Getting to know the data
In analytics base table the data quality reports give the in depth picture of data. The data that we will work with, we should study it in detail to get to know. We must examine the central tendency and variation to understand the type of values that each feature can take. In categorical feature, we first examine the mode, 2nd mode, mode %, and 2dn mode % in data quality report. It shows us most common levels within these features and will identify if any level dominates the dataset. The bar plot plays very vital role here. It gives quick overview of all level in the domain of each categorical feature and the frequency of these levels.
We must first examine the mean and standard deviation of each feature to get a sense of central tendency and variation of values within the dataset for the continuous feature. To understand the range that is possible for each feature we should examine the minimum and maximum values. For each continuous feature included in data quality report are very easy to understand by histogram and also how values for a feature are distributed across the range they can take. In histogram there are number of common, well understood shapes that we should look out for. These shapes are related to well-known standard probability distribution. It also recognizes that distribution of the values in an analytics base table for feature closely matches one of these standard distribution can help us when building machine learning model. We don’t need to go any further than simply recognizing that features seem to follow particular distribution, and this can be done from examining the histogram for each feature during data exploration.
Following figures shows a selection of histogram shapes that exhibit characteristics commonly seen when analyzing features and that are indicative of standard, well-known probability distribution.
Above figure shows a histogram exhibiting a uniform distribution. A uniform distribution shows that a feature is equally likely to take a value in any of the ranges present. Sometime a uniform distribution is indicative of descriptive feature that contain an ID rather than a measure of something more interesting.
Above figure shape indicative of normal distribution. Features following a normal distribution are characterized by strong tendency toward a central value and symmetric variation to either side of central tendency. Histogram that follow a normal distribution can also be described as unimodal, because they have a single peak around central tendency. Finding features that exhibit a normal distribution is a good thing.
Above figures shows unimodal histogram that exhibit skew. Skew is simply tendency toward very high (right skew) or very low (left skew) value. Skewed distribution offend said to have long tails toward these very high or very low value.
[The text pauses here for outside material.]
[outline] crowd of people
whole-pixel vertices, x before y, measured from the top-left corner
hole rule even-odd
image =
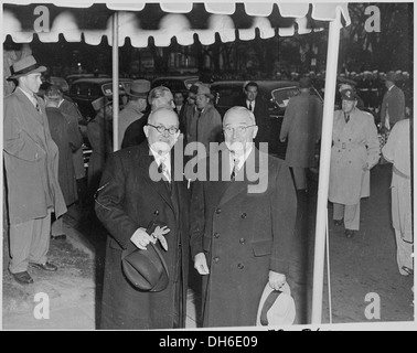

Above figure shows the features following exponential distribution, the likelihood of low values occurring is very high but diminishes rapidly for higher values. Features such as the amount of money spent by the customer on one trip to the supermarket follows an exponential distribution or the number of miles that a particular car can run before its battery wears out is exponentially distributed. Recognizing that a feature follows an exponential distribution is another clear wearing sign that outliers are likely. As figure shows exponential distribution have long tail, so very high values are not uncommon.
Above figure is of multimodal distribution, a features characterized by a multimodal distribution has two or more very commonly occurring ranges of values that are clearly separated. Above figure show bi-modal distribution with two clear peaks — we may say that two normal distribution pushed together. Multimodal distribution occurs when a feature contains a measurement made across a number of distinct groups.